How much you have to "zoom with your feet" (walk) depends on the distance to your subject. The FoV (field of view) varies with the inverse of the focal lenght (for a given camera), so going from 70 to 200 mm focal length means that your FoV becomes about a third. So your subject will appear about 3x larger in the image. To get the same effect by walking, you'd have to reduce the distance to a third of the original.
But there is a big difference between changing the focal lenght and changing the distance.
Changing the focal lenght doesn't change the perspective, so the relative sizes of items in your image stay the same when you zoom.

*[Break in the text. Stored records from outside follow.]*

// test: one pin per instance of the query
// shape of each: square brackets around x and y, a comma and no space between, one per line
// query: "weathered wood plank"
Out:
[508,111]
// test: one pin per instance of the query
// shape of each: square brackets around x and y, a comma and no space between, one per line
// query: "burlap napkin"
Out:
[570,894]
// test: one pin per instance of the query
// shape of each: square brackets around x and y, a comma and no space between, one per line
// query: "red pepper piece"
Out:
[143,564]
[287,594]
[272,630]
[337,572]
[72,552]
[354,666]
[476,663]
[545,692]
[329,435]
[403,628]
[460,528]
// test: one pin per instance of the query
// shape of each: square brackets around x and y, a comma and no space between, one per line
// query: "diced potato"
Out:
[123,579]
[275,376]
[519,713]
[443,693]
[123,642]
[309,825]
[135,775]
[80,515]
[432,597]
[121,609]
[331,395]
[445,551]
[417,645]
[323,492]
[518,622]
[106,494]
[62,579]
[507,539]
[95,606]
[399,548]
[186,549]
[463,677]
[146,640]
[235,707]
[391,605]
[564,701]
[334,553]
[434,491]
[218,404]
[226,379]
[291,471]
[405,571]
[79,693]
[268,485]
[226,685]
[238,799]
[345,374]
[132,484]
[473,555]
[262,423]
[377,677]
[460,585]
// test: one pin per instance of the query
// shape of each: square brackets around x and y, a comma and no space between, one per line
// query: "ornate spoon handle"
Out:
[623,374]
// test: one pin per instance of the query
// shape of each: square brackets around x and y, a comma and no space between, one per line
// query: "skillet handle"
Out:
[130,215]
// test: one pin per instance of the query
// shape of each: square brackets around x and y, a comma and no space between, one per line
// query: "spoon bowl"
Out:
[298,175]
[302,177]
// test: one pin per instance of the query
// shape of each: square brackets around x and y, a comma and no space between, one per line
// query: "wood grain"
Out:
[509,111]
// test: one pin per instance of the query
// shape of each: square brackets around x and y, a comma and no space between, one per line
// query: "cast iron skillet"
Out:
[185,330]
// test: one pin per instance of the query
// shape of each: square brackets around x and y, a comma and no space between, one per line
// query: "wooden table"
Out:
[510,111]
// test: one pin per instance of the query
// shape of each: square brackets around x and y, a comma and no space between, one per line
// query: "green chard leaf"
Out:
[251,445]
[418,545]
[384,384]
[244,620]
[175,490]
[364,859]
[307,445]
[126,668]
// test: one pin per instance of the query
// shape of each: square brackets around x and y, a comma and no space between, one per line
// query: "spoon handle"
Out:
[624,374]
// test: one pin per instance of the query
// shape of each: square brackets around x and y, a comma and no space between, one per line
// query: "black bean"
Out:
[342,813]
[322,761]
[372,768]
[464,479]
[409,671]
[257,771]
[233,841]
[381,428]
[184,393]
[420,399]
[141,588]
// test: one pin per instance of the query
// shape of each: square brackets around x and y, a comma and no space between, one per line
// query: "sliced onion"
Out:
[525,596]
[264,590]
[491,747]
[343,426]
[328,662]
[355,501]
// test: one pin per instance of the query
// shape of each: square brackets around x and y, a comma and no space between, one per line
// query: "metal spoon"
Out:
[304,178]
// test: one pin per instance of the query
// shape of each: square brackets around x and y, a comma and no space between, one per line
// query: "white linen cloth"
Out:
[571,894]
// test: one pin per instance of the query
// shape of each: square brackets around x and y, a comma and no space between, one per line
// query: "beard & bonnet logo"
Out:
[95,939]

When you walk closer to your subject, items that are farther away will appear smaller compared to your subject. So you change the relative sizes of the items in your image.
You can test this easily enough with your 24-70: take 3 pictures: one at 70 mm, then one at 24 mm where you stay in the same spot, and one at 24 mm where you approach your subject to get it the same size as in the 70 mm image. Now, enlarge a copy of the first 24 mm image so that your subject is the same size as in the 70mm image, and crop to the same size as the others. Now compare those 4 images.
If you also want to compare the Depth of Field, make sure you stay pretty close to your subject, and use F2.8 (at 24mm, your depth of field can eadily go to infinity at larger distances, especially when stopped down to F5.6 or higher, see below for a link).
Usig a DoF (Depth of field) calculator for F5.6 gives the following:
70mm @ 10m : DoF ~ 3.5 m,
200mm @ 30m : DoF ~ 3.8 m, @ 10 m : DoF ~ 0.5 m
So with approximately the same subject size, DoF is about the same, at a given focussing distance, the longer focal lenght has a much smaller DoF.